Hinton is reviewing a piece of footage in which Calendino is telling some WHL junior hockey players what they can expect if they do dangerous drugs.

The former bad boy talks to them about one cop who had it in for him, and about the night he was found on Granville Street in 2001 with a loaded .45 handgun stuffed down the back of his pants. The officer in that takedown happens to be standing in the back of the room. He comes forward at Calendino’s request.

“We hated each other,” Calendino tells the hockey kids. “I think there was about 12 of them that took me away.

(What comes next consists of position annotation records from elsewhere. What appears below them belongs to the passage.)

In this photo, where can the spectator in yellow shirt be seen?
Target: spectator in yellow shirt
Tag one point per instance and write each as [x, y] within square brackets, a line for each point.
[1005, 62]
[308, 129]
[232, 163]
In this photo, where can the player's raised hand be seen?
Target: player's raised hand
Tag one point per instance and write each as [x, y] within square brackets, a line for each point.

They were having a heyday on my head.”

Calendino was banned from possessing a firearm for 10 years, fined $8,000 and thrown in the slammer for three months.
In this day and age, a person’s criminal history is all right there with a few touches of the computer keyboard.
On Calendino’s rap sheet, his alias is “Johnny Seatbelts.”
Calendino lets out a big roar when asked about the ridiculous moniker.
“How did you find that out?” he laughs.
Calendino does not talk about his days as a rogue full-patch biker, but does offer the reason his nickname was stored in a provincial judicial database. That rare glimpse into his netherworld of drugs and violence is almost comical.

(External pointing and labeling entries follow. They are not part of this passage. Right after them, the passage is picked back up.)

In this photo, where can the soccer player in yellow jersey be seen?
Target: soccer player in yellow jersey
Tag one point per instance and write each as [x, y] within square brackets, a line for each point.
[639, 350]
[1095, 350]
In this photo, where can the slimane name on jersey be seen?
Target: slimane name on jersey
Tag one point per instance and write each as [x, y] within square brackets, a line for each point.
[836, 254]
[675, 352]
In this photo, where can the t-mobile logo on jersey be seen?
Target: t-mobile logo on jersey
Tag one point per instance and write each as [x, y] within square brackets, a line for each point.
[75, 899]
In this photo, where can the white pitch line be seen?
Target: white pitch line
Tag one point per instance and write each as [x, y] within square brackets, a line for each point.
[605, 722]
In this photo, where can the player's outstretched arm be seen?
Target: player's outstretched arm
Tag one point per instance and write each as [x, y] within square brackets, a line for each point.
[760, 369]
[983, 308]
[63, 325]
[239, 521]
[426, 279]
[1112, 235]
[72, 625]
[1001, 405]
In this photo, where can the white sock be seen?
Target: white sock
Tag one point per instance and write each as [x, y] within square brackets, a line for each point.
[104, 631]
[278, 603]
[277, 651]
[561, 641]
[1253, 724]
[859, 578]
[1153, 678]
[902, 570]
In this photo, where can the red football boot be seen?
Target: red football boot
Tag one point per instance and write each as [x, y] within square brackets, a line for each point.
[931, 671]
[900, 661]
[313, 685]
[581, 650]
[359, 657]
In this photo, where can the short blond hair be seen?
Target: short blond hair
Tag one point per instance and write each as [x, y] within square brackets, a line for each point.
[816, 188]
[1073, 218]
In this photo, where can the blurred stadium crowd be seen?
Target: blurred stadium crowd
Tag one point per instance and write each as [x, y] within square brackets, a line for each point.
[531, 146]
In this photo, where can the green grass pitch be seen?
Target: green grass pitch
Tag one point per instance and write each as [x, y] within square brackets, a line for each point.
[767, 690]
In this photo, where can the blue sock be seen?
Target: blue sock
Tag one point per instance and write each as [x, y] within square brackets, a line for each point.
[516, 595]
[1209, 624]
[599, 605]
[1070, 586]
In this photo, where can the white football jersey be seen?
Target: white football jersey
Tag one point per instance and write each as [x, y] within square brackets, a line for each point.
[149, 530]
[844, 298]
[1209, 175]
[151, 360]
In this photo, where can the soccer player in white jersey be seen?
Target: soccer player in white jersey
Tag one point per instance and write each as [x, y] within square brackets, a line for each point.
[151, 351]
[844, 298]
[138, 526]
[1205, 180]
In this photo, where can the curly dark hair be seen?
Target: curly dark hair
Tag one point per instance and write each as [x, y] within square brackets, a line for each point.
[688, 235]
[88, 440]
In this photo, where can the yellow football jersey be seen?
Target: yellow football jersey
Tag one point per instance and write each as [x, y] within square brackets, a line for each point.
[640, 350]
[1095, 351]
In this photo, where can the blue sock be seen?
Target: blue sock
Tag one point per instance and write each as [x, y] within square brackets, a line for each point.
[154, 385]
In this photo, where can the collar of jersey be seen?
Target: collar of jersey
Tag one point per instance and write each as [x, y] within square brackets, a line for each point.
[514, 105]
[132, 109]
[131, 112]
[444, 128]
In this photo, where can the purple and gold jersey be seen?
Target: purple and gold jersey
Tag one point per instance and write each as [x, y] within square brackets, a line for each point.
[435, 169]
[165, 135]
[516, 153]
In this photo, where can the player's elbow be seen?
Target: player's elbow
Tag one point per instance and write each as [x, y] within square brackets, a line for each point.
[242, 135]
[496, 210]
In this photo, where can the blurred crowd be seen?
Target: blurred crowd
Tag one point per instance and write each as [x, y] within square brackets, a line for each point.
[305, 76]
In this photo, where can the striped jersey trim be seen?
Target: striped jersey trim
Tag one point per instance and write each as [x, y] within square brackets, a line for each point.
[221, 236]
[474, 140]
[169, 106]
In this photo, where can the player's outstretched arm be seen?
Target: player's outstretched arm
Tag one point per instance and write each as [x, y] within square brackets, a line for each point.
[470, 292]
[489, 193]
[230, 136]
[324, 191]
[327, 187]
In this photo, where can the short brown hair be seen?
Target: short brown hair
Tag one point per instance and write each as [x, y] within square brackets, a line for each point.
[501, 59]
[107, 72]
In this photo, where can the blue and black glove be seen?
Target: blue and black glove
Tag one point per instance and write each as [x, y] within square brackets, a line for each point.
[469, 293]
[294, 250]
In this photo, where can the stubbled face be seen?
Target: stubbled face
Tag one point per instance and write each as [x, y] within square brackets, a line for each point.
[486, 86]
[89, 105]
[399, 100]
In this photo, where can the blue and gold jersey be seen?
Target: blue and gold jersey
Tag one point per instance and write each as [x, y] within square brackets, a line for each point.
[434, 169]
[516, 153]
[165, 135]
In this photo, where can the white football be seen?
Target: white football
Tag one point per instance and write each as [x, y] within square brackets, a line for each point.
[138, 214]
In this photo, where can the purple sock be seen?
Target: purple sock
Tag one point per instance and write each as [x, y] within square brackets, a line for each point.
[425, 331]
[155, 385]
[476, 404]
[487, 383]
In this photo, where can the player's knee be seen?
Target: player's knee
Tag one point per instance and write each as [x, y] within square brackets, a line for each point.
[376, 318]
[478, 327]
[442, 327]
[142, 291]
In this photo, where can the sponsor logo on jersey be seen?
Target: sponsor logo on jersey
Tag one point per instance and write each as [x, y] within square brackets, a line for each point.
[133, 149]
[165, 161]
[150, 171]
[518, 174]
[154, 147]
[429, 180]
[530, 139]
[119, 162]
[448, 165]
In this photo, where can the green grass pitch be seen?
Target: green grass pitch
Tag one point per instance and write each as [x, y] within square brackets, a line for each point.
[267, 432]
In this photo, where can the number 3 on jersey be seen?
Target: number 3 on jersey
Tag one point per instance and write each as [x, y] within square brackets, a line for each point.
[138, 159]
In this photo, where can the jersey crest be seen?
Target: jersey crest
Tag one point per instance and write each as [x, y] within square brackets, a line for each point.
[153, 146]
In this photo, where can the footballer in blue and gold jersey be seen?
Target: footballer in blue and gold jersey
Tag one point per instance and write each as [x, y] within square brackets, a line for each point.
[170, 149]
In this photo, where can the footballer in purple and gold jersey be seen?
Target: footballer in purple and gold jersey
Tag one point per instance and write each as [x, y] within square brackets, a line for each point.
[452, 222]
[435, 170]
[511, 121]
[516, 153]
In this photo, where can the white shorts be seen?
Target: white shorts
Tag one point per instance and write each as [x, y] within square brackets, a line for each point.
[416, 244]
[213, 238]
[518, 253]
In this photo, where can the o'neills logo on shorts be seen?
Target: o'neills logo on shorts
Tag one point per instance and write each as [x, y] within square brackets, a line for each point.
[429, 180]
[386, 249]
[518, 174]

“Whenever I was a passenger in a car and we were pulled over by the police and they asked me my name, I would always tell them I was ‘Johnny Seatbelts,’” he says. “I was not driving and did not have to show them any identification. It is hilarious that they [the police] put that down as my alias.”
At Simon Fraser University, Ray Corrado is a criminology professor and specializes in youth gangs and teen violence. He says it is unusual to see someone so entrenched in gang life and drugs make a break from the past.
“It is not common, but it does happen,” he says. “If you have left in good standing and haven’t ratted anyone out, it can happen.”
In most cases, Corrado said, gang members get older and want a change. “It is a dynamic, exciting lifestyle if you are a risk-taker,” he says of being a gangster. “But the tragedy is it involves a tremendous amount of violence.”
He says it is not surprising to see someone get the boot when they are deeply addicted.
“The trouble with taking drugs when you are a gang member is you are unreliable. There is a point where you are going to make mistakes if you are ripped. If you are taking hard drugs, you are risking the whole group and if it threatens the business, you’re going to cause trouble.”
Next month, Calendino starts a new venture with Crescenzo, Torvik and Vancouver scriptwriter Peter Grasso, who is putting together a gritty, one-hour play based loosely on Calendino’s story.

When finished, the play will be taken to schools around B.C. as a tool to spark discussion on drugs and gangs. After each performance, Torvik and Calendino will appear on stage — but not together — to speak to the audience.
“I will not be addressing any specific past or current gang situations at all,” says Calendino. “I am all about prevention only.”
Tears stream down her face as Nerina Calendino sits in the family’s Lower Mainland home talking about her son. She recalls the torment of knowing her son was sick and on drugs.

“He’d come home and he would be starving. He was cold, hungry and shaking. We couldn’t reach him. He had an excuse for everything.”
“We told him we loved him all the time, even when he was on drugs. In the end I said, ‘This has to stop.’ And he looked at me and said, ‘You’re right.’”
Her advice to others: “Never give up on them. Give them a hug. With love you can bring them back.”